Squash coach’s wife admitted early
By Manisha Apte
Published on Wednesday, January 28, 2009
On Dec. 10, 401 students celebrated in triumph as they read the long-awaited congratulatory message informing them that they would join Dartmouth's Class of 2013. But, for one student in particular, an arduous journey to get to that point more than justified her exuberant jumps for joy and pure, giddy excitement.
After graduating high school more than four years ago, 22-year-old Valaria Wiens, wife of assistant squash coach Hansi Wiens, was accepted as a member of the Class of 2013, and will have the opportunity to play for the women's varsity squash team at the College.
Wiens will enter as a freshman and compete on the team, which is coached by John Powers and assisted by both her husband and Ken Cucuel.
Originally from Russia, Wiens finished her final years of high school in Germany, where she first began playing squash. Even with only six years of playing experience, Wiens is expected to be the star of next year's team, and will likely help build on the success of this year's team, which has a record of 8-4 (0-3 Ivy), Wiens said
"She trains twice a day, and she trains very hard," he said. "When she wants to do something she not only does it, but she does it well."
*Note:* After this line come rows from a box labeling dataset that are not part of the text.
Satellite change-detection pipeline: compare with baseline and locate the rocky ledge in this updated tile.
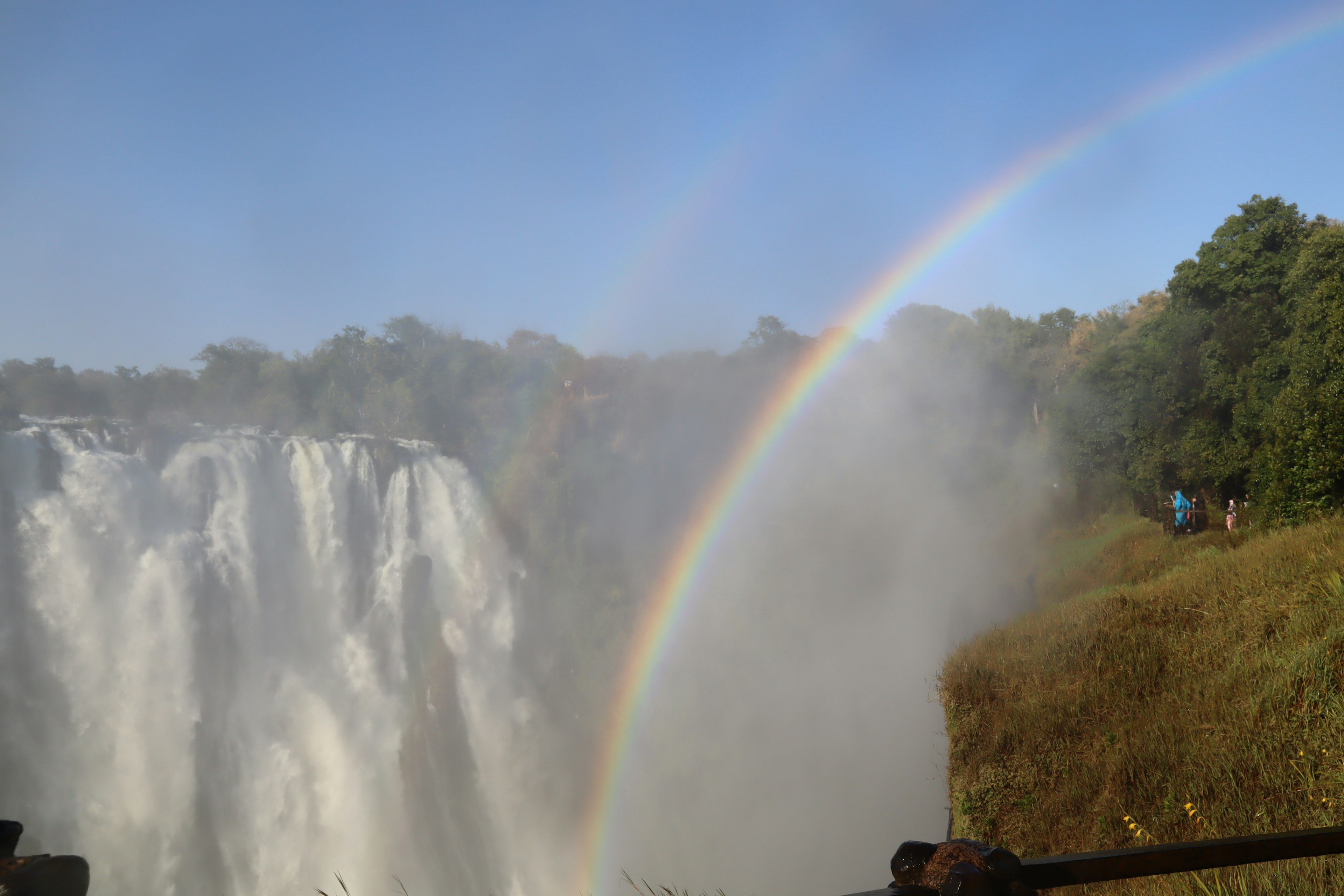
[0,821,89,896]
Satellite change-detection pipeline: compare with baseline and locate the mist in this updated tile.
[603,317,1052,893]
[0,306,1055,896]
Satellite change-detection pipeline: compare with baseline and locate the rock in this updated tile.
[0,821,89,896]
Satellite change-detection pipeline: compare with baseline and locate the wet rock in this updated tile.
[0,821,89,896]
[891,840,1034,896]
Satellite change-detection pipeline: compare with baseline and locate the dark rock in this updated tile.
[891,840,938,887]
[0,821,89,896]
[0,821,23,859]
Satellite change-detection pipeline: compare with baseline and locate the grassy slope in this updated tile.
[941,517,1344,896]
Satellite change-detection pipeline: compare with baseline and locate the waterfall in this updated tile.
[0,420,540,896]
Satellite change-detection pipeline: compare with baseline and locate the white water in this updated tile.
[0,426,554,896]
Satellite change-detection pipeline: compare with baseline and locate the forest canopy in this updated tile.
[8,196,1344,521]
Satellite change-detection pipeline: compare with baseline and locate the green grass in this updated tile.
[939,517,1344,896]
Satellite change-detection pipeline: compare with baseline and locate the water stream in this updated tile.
[0,422,544,896]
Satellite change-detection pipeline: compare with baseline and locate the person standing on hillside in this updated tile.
[1172,489,1189,532]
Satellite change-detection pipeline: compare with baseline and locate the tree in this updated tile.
[1254,224,1344,521]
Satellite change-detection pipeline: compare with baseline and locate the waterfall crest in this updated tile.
[0,425,539,896]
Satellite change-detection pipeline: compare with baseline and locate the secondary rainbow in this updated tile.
[574,5,1344,896]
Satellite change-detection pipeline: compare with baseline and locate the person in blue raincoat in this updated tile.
[1172,489,1189,525]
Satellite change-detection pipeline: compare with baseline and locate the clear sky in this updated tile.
[0,0,1344,368]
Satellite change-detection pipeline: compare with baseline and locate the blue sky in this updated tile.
[0,0,1344,368]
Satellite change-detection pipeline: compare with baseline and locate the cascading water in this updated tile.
[0,423,540,896]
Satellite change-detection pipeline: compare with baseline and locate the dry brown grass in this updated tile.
[939,517,1344,896]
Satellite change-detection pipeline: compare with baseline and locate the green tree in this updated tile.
[1254,224,1344,521]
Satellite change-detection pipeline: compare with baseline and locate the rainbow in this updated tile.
[574,5,1344,896]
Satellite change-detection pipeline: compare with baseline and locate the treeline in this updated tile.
[8,196,1344,521]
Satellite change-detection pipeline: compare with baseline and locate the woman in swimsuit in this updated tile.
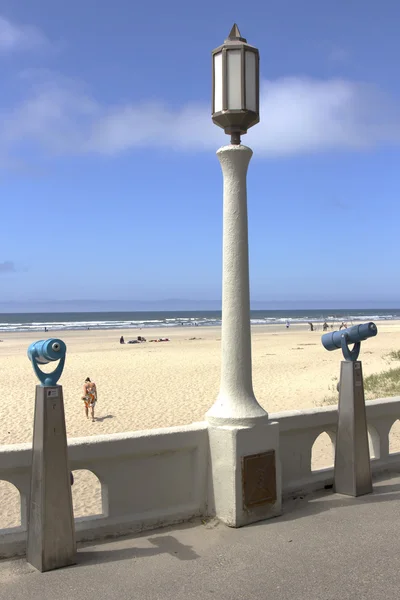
[82,377,97,421]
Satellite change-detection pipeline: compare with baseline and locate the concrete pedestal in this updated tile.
[209,422,282,527]
[26,385,76,572]
[335,361,372,496]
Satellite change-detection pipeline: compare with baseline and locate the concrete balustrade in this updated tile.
[0,398,400,557]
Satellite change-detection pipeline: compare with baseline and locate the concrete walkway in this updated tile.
[0,473,400,600]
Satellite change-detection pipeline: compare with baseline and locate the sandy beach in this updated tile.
[0,321,400,527]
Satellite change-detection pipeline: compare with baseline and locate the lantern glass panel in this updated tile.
[245,50,257,112]
[226,50,242,110]
[214,52,223,112]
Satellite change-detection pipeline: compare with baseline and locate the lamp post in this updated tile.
[206,24,281,527]
[207,24,268,425]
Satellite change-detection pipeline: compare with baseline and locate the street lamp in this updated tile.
[206,24,282,527]
[212,23,260,144]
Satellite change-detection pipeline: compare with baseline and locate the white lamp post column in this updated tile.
[206,145,268,425]
[206,25,281,527]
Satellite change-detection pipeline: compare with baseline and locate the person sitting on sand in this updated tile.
[82,377,97,422]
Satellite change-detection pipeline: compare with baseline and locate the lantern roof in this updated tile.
[225,23,247,44]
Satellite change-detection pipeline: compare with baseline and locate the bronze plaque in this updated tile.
[242,450,276,508]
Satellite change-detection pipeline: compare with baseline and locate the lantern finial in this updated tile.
[226,23,247,43]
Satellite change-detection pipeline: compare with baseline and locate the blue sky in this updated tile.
[0,0,400,308]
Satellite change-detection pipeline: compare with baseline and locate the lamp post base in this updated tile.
[209,421,282,527]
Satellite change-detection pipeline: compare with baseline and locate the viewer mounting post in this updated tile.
[26,338,76,572]
[321,323,378,496]
[206,24,281,527]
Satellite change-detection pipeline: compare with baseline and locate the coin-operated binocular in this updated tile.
[321,323,378,496]
[321,323,378,361]
[26,338,76,572]
[28,338,67,386]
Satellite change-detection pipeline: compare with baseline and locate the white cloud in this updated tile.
[0,72,400,161]
[0,16,46,53]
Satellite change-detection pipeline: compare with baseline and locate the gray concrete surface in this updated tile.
[0,473,400,600]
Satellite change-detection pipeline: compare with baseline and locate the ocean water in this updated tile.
[0,308,400,332]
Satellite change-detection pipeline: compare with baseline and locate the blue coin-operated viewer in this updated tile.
[321,323,378,361]
[26,338,76,572]
[28,338,67,386]
[321,323,378,496]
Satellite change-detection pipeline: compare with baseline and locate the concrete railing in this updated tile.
[269,397,400,497]
[0,398,400,557]
[0,423,208,557]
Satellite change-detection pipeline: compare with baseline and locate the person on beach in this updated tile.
[82,377,97,422]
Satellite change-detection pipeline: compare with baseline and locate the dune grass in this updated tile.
[364,367,400,400]
[320,360,400,406]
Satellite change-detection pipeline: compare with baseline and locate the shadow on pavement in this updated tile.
[77,535,200,566]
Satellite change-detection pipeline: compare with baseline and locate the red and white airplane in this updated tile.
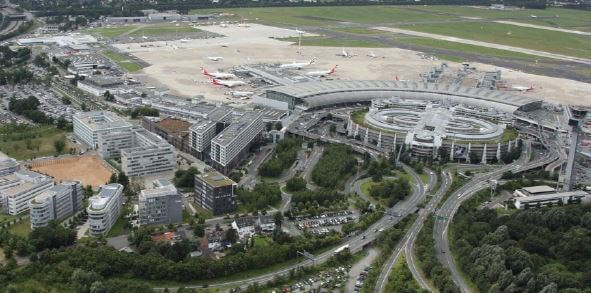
[279,58,316,69]
[211,78,246,88]
[201,67,236,79]
[306,65,338,77]
[511,85,536,93]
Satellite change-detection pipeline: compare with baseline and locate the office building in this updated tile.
[138,180,183,226]
[513,185,589,209]
[195,170,236,215]
[121,128,176,176]
[211,112,264,174]
[0,170,54,216]
[73,111,132,149]
[86,183,123,236]
[29,181,83,229]
[189,120,218,160]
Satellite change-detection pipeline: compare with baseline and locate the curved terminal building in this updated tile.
[265,80,542,162]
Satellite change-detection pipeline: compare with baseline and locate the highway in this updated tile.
[375,165,437,293]
[153,165,425,291]
[433,142,559,292]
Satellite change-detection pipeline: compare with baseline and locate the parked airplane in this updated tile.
[201,67,236,79]
[279,58,316,69]
[230,91,254,98]
[306,65,338,77]
[211,78,246,88]
[337,48,354,58]
[511,85,535,93]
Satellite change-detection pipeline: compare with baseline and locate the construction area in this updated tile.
[28,155,115,190]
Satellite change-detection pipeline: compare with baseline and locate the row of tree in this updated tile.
[451,190,591,293]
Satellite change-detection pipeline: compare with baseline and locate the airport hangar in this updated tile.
[254,80,542,163]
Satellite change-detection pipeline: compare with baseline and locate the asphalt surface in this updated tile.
[433,143,560,292]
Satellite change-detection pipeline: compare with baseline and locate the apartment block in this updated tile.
[211,111,264,174]
[138,180,183,226]
[86,183,123,237]
[0,170,54,216]
[195,170,237,215]
[29,181,83,229]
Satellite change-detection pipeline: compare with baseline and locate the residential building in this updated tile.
[195,170,237,215]
[73,111,132,149]
[138,180,183,226]
[86,183,123,236]
[232,217,256,239]
[211,111,264,174]
[0,170,54,216]
[29,181,83,229]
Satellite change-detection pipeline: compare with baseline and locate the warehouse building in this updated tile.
[29,181,83,229]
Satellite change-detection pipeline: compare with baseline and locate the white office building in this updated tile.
[513,185,589,209]
[29,181,83,229]
[121,128,176,176]
[138,180,183,226]
[211,112,264,173]
[0,170,54,216]
[189,120,217,154]
[86,183,123,236]
[73,111,132,149]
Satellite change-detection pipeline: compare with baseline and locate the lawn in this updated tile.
[0,125,75,160]
[107,215,127,237]
[398,22,591,58]
[8,218,31,237]
[191,5,458,27]
[103,50,142,72]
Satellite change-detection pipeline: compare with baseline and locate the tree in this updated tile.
[53,139,66,154]
[224,228,238,243]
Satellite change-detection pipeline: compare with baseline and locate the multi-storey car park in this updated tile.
[255,80,542,163]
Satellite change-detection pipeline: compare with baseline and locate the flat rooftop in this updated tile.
[197,171,236,187]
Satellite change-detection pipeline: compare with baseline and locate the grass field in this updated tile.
[0,125,74,160]
[103,50,142,72]
[8,218,31,237]
[399,22,591,58]
[88,22,200,38]
[191,6,458,26]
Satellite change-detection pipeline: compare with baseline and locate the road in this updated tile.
[153,162,424,291]
[375,165,436,293]
[373,27,591,65]
[433,142,559,292]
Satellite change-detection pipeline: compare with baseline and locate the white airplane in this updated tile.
[306,65,338,77]
[201,67,236,79]
[279,59,316,69]
[230,91,254,98]
[211,78,246,88]
[511,85,536,93]
[337,48,353,58]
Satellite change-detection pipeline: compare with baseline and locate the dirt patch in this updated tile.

For Wiens -- who as a child was competitive in both diving and high jump in Russia -- playing squash was not always an effortless endeavor.
At age 16, upon entering squash tournaments, Wiens found herself struggling as she was relatively new to the sport.
"At that age, people aren't very nice, and I would get teased a lot for not playing well," she said. "So that was what really motivated me to work hard and get better."
But bad sportsmanship was not the only thing Wiens has had to stomach since her introduction to the sport -- she also spent close to one month in prison.
Upon arriving in the United States in 2007, Wiens was granted a 90-day period to stay in the country, under a visa waiver program that allows citizens of certain countries to enter the United States. Remaining in the country longer than 90 days would mean risking deportation.
A problem with a poorly written I-94 form led to Wiens' arrest at the U.S. border on Oct. 12, 2007.
"I misread the final date before which I had to leave," Wiens said. "It read October 3rd, but I thought it said the 13th, so when I left on the 12th, I technically overstayed my visit by nine days."
Wiens was arrested by U.S. Customs and Border Patrol for violating the terms of her visit. Wiens said she was told that she would be held for just three days, but was then held for 28 days, The Dartmouth reported in 2007.
While in prison, Wiens sought to plan for the possibility of being deported. That outcome would also have barred her from returning to the United States for 10 years. Wiens particularly considered the fate of her husband, who had just begun working for Dartmouth and had said he hoped to stay.
Wiens' deportation order was eventually vacated after a 28 day effort led by members of the Dartmouth community.
"At the time this happened, there was just so much support from the community, and there was a lawyer here who helped us to get her out," coach Wiens said.
Wiens' travel restrictions are now fully lifted.
After her five-year hiatus from school, Wiens said she is now ready to continue her education.
"Once I graduated from high school, I immediately went to Spain, so I never really got to study," she said. "But a year ago there came a point when I just really wanted to start again, and especially after seeing the whole education system in Russia, I now feel so lucky to have the opportunity to receive an Ivy League education."
Wiens applied in the first full admissions cycle since Dartmouth announced that it would consider applications from international students on a need-blind basis, a factor that played highly into her decision to apply for the Class of 2013, she said.
At 22, Wiens will be among the oldest members of the team, but has already forged a strong bond with this year's squad, and has also met some of the incoming members.
"My aim is to win the championship next year, and for the first time for Dartmouth," she said.
And as for coach Wiens, he expects next year's team dynamic to stay consistent.
"Well, with this relationship it will definitely be an awkward situation, but the whole team knows her and some have even played with her, so we will figure something out," he said.
Hansi Wiens is currently in his second year as assistant coach at Dartmouth. Before coming to Hanover, Wiens coached and managed the Balearic Islands club team in Spain for three years. As a player, he was a nine-time German Close champion and was ranked in the top 10 internationally, representing his country in team competition 146 times.